Urban Vitality

Health care students join forces to improve elderly care

Students of the Nursing, Occupational Therapy, Physical Therapy and Nutrition programmes and vocational nursing students are completing a joint work placement in Amsterdam Zuidoost.

31 May 2020 09:47 | Urban Vitality

From 5 February, Amsterdam University of Applied Sciences (AUAS) will test a new approach to improve care for vulnerable elderly people in Amsterdam Zuidoost. Paramedical and nursing work placement students from both the vocational and higher education levels will work in teams with each other and community care providers to optimise the care these patients receive.


'With this initiative, we aim to tackle an important issue in the health care sector,’ says Sanne Nissink, project leader and lecturer-researcher for the AUAS Nursing programme. 'The transition from hospital to community care organisations and the communication between health care providers are areas where things tend to go wrong. For instance, it will often occur that a community nurse does not know which care a physical therapist has provided her patient in hospital. Vulnerable elderly patients in particular are at risk of falling through the cracks in the system. This issue needs resolving, and we can start tackling it in our degree programmes.'


From February, students of the AUAS Nursing, Physical Therapy and Occupational Therapy programmes will receive their practical training together at the WijkKliniek in Amsterdam Zuidoost, together with vocational nursing students from ROC Amsterdam. Together, they will provide patient care in both the clinic and the community during their work placements. Students of the Nutrition and Dietetics programme will join the project as of the coming academic year.


This new approach to the work placement differs from an ordinary placement. Usually, health care students complete their work placements in a single department. In this case, however, they experience all aspects and phases of the health care process both inside the clinic and outside of it in the home situation. They confer with each other on the best approach and in doing so learn how to highlight different aspects of the same case.

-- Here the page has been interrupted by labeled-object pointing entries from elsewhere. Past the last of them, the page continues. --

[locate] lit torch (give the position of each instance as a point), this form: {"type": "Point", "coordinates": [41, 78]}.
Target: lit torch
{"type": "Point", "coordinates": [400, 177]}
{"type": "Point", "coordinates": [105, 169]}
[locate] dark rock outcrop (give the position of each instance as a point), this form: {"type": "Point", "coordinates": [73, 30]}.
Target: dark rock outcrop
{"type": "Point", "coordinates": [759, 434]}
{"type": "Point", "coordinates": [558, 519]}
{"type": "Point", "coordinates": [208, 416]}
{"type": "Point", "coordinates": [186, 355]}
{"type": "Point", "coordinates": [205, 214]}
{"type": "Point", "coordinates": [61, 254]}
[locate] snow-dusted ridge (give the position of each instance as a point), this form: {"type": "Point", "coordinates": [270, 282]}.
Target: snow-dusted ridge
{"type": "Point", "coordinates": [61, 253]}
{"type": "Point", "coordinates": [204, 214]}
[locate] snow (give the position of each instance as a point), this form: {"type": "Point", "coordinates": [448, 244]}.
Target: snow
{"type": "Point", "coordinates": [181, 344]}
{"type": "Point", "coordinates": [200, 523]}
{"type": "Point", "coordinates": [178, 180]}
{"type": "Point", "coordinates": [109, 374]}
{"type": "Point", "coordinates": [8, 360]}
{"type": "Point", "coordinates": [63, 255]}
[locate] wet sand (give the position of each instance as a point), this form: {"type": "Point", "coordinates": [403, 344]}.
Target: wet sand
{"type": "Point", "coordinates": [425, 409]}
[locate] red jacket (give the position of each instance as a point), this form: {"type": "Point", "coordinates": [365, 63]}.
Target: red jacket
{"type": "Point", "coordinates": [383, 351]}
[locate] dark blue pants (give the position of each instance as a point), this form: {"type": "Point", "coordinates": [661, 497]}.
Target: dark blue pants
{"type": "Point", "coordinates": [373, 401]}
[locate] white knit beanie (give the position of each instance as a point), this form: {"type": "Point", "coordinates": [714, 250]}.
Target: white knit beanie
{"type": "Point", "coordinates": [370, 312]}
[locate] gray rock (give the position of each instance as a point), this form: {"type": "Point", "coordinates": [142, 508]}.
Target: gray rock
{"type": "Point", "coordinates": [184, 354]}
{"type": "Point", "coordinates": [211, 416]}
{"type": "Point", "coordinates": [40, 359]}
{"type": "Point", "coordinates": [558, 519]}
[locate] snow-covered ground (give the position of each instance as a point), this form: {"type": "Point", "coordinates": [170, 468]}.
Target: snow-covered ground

Nissink: 'This allows students to experience each other's specialisations and learn to appreciate their differences and use them to their advantage. And because this means that nursing and paramedic students will be getting to know each other quite well here, we expect they will also be more likely to consult each other in the future and come to a solution together.'

Teams of health care students will work on patient recovery, but also on a proper transition back to the patient's home in close cooperation with community teams from Amsterdam Zuidoost. They will be supported by nurses and other health care professionals, including a geriatrician.

Sanne Nissink, lecturer-researcher for the AUAS Nursing programme


This project will also help teach the health care students about the social issues that the elderly in Amsterdam Zuidoost have to face. They often lack the ability to fall back on family or neighbours, for instance because people in their social circle are unable to help them due to financial issues,

according to Herma Herpers, chair of the Ouderenadviesraad Zuidoost (advisory council for the elderly). 'Not all elderly people dare inform their caregivers about this, partly out of a sense of shame,’ says Herpers. The Ouderenadviesraad Zuidoost is a partner on this project.

About the WijkKliniek

The WijkKliniek (community clinic) at the Eben Haezer Cordaan location was opened in June 2018, based on the idea that acute hospital care for the elderly should be provided close to home and that the focus should be on their eventual return home. In other words, the immediate illness should be treated, while also working on functional recovery.

The WijkKliniek is an initiative launched by Cordaan, Amsterdam UMC (AMC location) and the Zilveren Kruis insurance company. Bianca Buurman, professor of Integrated Elderly Care at AUAS and professor at Amsterdam UMC helped establish this innovation.

More information

Practical training at the WijkKliniek falls under the 'Wijk-Up Call' project, for which Corine Latour, professor of Integrated Psychiatric and Somatic Care, received a grant from the Netherlands Organisation for Health Research and Development (ZonMW). This project is a partnership between the AUAS (as coordinator), Cordaan, ROC Amsterdam and the Ouderenadviesraad Zuidoost.

The work placement programme for nursing students from both the vocational and higher education levels started in September, and their experience in learning to work together in the WijkKliniek and the community seems to have been positive so far.

From February, students of the AUAS Occupational Therapy and Physical Therapy programmes will also be joining the work placement. Finally, students of the AUAS Nutrition and Dietetics programme will be joining as of the coming academic year.

The AUAS BOOT stores also contribute to the project and preliminary conversations are under way with the Social Legal Services and Social Work programmes.